Kinetic theory of collisionless relaxation for systems with long-range interactions

TL;DR

This paper develops a kinetic theory framework for collisionless relaxation in systems with long-range interactions, extending previous models to multi-level cases and connecting kinetic equations with maximum entropy principles.

Contribution

It introduces a method to close the hierarchy of kinetic equations for multi-level systems, generalizing existing models to include a broader class of entropies and applications.

Findings

Derived a generalized kinetic equation for multi-level systems.

Connected kinetic equations with maximum entropy production principles.

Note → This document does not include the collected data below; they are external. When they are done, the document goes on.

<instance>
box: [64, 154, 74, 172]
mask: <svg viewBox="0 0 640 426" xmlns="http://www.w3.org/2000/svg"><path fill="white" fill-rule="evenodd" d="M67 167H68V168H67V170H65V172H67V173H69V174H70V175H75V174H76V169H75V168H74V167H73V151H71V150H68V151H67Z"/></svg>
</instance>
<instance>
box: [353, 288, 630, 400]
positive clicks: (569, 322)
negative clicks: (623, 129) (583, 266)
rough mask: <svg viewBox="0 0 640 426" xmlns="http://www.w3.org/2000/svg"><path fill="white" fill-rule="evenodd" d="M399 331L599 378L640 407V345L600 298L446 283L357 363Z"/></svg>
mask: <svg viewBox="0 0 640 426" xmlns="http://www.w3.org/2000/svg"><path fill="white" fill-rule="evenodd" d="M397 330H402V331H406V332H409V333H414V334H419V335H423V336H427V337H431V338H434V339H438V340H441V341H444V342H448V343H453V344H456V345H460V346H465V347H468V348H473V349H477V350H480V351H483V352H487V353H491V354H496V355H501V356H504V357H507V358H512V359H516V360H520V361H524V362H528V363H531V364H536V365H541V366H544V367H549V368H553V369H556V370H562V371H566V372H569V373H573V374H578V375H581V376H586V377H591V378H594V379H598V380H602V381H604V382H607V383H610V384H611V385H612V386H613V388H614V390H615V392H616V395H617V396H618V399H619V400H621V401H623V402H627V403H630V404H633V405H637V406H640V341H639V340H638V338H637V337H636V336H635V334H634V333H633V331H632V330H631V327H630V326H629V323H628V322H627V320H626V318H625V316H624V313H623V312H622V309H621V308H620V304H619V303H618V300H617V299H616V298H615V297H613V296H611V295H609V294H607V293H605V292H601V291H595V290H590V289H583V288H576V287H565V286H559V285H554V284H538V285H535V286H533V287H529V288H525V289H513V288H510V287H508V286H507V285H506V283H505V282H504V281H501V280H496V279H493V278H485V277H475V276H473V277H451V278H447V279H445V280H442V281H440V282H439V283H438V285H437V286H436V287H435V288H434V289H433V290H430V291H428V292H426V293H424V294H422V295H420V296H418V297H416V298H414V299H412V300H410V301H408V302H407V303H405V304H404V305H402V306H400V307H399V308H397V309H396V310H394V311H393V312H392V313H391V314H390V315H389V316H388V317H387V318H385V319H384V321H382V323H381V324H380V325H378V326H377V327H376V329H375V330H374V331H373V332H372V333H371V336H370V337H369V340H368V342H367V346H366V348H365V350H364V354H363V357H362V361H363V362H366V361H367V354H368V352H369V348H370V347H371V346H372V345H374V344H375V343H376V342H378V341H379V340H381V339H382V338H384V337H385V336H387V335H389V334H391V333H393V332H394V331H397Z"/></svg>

Discussed applications to dark matter halos and turbulence.

Abstract

We develop the kinetic theory of collisionless relaxation for systems with long-range interactions in relation to the statistical theory of Lynden-Bell. We treat the multi-level case. We make the connection between the kinetic equation obtained from the quasilinear theory of the Vlasov equation and the relaxation equation obtained from a maximum entropy production principle. We propose a method to close the infinite hierarchy of kinetic equations for the phase level moments and obtain a kinetic equation for the coarse-grained distribution function in the form of a generalized Landau, Lenard-Balescu or Kramers equation associated with a generalized form of entropy [P.H. Chavanis, Physica A {\bf 332}, 89 (2004)]. This allows us to go beyond the two-level case associated with a Fermi-Dirac-type entropy. We discuss the numerous analogies with two-dimensional turbulence. We also mention possible applications of the present formalism to fermionic and bosonic dark matter halos.